L'argument invoqué par le demandeur selon lequel il n'est pas démontré qu'il ait bien été destinataire des mises en demeure ne peut être retenu en l'espèce, dans la mesure où les courriers de l'URSSAF ont bien été envoyés à l'adresse de M. [Y] qui était connue par l'organisme, le courrier envoyé étant revenu à l'URSSAF avec la mention « pli non réclamé » et non « destinataire inconnu à cette adresse » ou « n'habite pas à l'adresse indiquée ». Ainsi, la validité des mises en demeure de l'URSSAF ne peut être contestée sur ce moyen, dans la mesure où il appartenait à M. [O] [Y] d'aller retirer son courrier.
Quant à la contrainte, elle renvoie aux mises en demeure, ce qui constitue une motivation suffisante.
En conséquence, la contrainte doit être déclarée valide et le jugement sera confirmé de ce chef.
Sur les cotisations dues :
En matière d'opposition à contrainte, il incombe à l'opposant de rapporter la preuve du caractère infondé de la créance dont le recouvrement est poursuivi par l'organisme social, comme l'a d'ailleurs jugé la Cour de cassation (Civ. 2e 19 décembre 2013 n°12-28.075; Soc. 09 décembre 1993 n°91-11.402).
M. [O] [Y] qui était affilié au régime social des indépendants depuis le 1er juillet 2010, date de « création de l'entreprise » et jusqu'au 13 juin 2011 date de cessation d'activité tel que cela résulte de la « déclaration de radiation » produite aux débats, était tenu de déclarer ses revenus au titre de ces périodes.
En l'espèce, le cotisant ne justifie pas avoir respecté cette obligation et, de ce fait, l'URSSAF a procédé au calcul des cotisations et contributions sociales dues selon une taxation forfaitaire au titre des périodes d'activités.
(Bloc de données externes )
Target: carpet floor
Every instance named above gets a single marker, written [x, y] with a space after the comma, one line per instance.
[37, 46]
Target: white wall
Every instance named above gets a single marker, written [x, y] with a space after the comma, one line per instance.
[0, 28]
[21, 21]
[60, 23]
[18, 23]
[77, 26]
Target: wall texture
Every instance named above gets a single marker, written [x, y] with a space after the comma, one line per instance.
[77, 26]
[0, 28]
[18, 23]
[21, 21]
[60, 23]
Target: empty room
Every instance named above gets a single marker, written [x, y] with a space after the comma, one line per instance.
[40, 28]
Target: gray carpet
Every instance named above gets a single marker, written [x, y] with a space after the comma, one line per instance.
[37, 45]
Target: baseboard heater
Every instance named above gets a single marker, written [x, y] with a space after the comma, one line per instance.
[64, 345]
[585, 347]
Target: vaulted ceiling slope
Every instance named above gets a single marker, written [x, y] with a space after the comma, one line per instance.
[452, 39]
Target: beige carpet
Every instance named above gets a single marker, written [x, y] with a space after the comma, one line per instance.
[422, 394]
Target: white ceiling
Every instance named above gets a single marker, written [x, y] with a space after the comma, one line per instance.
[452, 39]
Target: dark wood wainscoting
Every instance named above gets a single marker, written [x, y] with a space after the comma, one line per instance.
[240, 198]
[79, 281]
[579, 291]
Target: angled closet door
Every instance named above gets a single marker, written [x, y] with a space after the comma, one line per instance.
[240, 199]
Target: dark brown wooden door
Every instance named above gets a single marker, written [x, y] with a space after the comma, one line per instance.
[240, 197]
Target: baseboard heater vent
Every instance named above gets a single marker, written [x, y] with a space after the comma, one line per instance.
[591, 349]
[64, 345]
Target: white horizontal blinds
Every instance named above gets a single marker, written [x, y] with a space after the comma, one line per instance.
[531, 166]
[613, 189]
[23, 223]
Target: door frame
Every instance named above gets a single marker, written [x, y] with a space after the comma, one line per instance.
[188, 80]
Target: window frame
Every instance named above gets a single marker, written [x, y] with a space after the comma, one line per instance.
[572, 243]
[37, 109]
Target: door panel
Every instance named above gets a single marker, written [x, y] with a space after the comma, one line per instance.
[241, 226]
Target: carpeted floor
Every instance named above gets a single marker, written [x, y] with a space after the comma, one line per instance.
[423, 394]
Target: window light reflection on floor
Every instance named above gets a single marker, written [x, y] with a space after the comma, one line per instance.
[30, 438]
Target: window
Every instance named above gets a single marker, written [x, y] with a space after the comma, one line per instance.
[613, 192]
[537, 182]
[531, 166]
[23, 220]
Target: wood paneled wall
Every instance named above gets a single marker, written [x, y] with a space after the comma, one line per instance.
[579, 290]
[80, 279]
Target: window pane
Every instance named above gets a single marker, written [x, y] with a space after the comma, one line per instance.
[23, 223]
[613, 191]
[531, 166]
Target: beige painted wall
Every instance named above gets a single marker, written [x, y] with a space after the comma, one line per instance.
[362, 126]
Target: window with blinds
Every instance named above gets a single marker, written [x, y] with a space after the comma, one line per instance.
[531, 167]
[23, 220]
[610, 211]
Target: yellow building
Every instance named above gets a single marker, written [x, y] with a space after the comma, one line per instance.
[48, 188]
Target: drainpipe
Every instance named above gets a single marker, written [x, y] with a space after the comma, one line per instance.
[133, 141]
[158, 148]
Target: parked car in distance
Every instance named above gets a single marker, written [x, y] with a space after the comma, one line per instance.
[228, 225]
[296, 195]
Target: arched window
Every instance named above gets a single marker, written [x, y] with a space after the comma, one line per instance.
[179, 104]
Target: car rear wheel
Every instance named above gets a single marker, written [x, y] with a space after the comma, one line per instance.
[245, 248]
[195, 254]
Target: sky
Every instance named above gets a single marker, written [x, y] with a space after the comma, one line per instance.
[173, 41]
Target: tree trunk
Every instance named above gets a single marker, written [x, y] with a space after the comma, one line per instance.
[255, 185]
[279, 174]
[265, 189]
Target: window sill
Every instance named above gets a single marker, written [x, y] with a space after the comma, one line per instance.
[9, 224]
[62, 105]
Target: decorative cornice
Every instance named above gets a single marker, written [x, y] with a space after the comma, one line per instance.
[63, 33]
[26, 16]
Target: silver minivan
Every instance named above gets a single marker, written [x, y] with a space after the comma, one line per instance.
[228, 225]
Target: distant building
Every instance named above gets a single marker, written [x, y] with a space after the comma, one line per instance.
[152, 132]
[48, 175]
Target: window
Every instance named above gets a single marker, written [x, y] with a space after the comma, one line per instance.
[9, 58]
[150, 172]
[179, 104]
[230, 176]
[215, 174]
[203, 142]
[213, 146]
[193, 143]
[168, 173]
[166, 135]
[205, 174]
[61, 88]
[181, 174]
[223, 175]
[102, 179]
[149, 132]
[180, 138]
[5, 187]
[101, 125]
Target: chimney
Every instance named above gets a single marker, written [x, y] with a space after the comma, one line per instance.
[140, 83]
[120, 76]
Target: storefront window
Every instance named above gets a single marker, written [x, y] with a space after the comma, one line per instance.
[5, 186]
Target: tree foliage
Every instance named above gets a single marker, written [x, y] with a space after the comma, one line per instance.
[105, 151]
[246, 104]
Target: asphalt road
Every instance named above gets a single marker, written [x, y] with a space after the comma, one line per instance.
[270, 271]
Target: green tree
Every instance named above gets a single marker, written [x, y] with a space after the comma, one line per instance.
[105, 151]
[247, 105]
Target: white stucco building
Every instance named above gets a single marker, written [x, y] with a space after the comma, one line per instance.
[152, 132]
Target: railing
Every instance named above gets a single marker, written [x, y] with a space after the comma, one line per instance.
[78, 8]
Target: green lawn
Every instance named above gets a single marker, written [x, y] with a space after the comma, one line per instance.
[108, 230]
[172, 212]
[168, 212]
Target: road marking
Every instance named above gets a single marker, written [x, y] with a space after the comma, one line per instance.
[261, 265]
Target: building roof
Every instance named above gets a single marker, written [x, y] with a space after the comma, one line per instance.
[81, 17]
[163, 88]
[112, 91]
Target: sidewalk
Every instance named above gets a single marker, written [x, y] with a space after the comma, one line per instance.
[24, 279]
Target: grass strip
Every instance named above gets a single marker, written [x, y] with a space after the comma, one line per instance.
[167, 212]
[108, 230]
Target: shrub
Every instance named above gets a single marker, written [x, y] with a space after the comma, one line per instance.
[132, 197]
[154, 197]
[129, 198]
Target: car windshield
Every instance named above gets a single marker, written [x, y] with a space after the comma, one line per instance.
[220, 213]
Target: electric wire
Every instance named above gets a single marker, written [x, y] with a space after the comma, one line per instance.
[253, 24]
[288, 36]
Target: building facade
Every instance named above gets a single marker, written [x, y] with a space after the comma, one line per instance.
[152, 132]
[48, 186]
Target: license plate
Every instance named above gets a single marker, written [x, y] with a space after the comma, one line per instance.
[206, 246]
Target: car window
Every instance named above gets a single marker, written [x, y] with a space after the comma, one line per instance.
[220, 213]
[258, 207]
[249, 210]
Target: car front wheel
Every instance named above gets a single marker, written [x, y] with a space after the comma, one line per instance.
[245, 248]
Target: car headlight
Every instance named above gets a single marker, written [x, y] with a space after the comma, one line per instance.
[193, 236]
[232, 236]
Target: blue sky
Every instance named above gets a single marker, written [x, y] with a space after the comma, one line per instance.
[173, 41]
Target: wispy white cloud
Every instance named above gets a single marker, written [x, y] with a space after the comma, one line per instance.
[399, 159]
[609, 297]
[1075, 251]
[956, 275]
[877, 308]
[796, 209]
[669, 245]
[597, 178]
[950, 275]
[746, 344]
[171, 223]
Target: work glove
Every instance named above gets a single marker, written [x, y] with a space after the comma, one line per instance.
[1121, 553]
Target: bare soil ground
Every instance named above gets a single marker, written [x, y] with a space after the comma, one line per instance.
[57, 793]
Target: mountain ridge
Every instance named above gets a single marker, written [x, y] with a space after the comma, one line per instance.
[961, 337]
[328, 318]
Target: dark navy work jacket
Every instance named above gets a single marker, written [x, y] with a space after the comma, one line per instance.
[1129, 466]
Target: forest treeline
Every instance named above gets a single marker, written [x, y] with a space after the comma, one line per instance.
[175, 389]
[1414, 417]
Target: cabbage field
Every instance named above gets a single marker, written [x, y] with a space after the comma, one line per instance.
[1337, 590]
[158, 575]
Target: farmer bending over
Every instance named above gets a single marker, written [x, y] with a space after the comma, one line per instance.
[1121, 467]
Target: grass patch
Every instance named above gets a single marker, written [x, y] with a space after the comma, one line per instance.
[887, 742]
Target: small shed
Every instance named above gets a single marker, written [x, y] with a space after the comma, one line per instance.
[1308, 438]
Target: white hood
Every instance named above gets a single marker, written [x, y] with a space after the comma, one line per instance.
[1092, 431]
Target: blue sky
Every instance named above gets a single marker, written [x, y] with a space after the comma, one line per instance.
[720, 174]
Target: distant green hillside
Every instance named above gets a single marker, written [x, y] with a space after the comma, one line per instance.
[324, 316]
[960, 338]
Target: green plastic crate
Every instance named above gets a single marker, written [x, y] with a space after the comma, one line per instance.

Ainsi, au titre de l'année 2010, l'URSSAF a relevé que M. [O] [Y] était redevable de la somme de 1.593 euros à laquelle doit s'ajouter une somme de 86 euros de majorations de retard ; que pour l'année 2011, il était redevable de la somme de 12.339 euros au titre des cotisations et contributions sociales, à laquelle doit s'ajouter une somme de 665 euros pour les majorations de retard. Elle relève qu'au total M. [O] [Y] est redevable d'une somme de 14.683 euros.
Dans le cadre du litige, M. [O] [Y] ne conteste pas le montant des sommes exigées par l'URSSAF, relevant seulement qu'il n'était pas à l'origine de la création de la société.
Il ne justifie pas s'être acquitté des sommes dues.
C'est donc à juste titre que les premiers juges ont validé la contrainte pour son entier montant de 14.683 euros, laissant les frais de signification de contrainte à sa charge.
En conséquence, le jugement entrepris sera confirmé de ce chef.
Sur les dépens :
M. [O] [Y], succombant en cette instance, devra en supporter les dépens.
PAR CES MOTIFS :
LA COUR,
DÉCLARE l'appel de M. [O] [Y] recevable ;
CONFIRME le jugement du pôle social du tribunal de grande instance de Paris du 9 mai 2019 en toutes ses dispositions ;
CONDAMNE M. [O] [Y] aux dépens d'appel.